The Zestimate’s algorithm has been changed a few times, once in 2008, another in 2011 and most recently 2018. In between all these changes they’re still constantly changing bits and pieces of the framework. Most recently, the major change implemented was the granularity with which these models are being run. The high percent of accuracy was achieved mainly with the use of finer geographic granularities are now being implemented along with the vast number of models that are being generated. Initially, the Zestimate model only used data from counties, but on few occasions when the data turns out to be very sparse, they’ll look at the state as a whole. Today, they make sure not to go above the county level when building the model. For larger counties with a lot of transactions, they break them down into smaller regions within the county and the algorithm tries to find homogenous sets of homes in the subcounty level in order to train the modeling framework. And that modelling framework contains a robust number of models within.

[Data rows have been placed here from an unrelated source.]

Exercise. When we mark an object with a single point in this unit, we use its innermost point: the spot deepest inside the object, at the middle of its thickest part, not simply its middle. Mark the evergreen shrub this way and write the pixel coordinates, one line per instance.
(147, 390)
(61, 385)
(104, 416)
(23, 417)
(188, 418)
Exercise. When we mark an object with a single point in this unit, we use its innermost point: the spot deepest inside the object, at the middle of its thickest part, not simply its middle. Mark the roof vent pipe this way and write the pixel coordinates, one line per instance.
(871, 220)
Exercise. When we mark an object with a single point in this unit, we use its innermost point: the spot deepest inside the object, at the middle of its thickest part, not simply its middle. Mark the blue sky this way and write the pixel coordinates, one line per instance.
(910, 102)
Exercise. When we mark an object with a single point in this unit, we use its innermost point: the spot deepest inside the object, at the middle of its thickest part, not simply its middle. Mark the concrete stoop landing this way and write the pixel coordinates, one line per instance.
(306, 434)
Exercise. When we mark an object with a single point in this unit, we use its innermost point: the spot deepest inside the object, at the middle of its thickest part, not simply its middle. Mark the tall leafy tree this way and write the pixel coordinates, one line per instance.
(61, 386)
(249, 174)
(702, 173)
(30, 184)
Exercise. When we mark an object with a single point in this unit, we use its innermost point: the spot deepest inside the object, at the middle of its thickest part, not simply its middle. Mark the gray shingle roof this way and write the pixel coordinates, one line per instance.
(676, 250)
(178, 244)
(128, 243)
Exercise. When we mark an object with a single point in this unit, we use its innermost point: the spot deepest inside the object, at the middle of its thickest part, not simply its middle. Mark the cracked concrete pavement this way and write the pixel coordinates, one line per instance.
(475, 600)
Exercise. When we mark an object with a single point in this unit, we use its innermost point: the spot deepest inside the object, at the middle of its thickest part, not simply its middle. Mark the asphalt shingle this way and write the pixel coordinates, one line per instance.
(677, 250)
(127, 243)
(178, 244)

For the rest of the year 2020, Zillow and other related websites are estimating sales to be down by 15% for the year as a whole with larger year-over-year drops in the second quarter which is when the pandemic will mostly affect the housing market. Home prices expected to eke out a small gain and this is because there are few sellers still on market. Other sellers might be holding off on selling in order not to take a loss as about half the buyers on the market are not meeting up with their asking price. The limited inventory helps keep prices up but this balance is expected to shift as the economy slows down later in the year. So, when websites like Zillow and others related begin to test new models to predict home price post-Covid-19 all of these would be needed to take into account and I’ll also advice factoring the amount of COVID-19 cases in each state or county, as well as, the total number of lives lost in each region.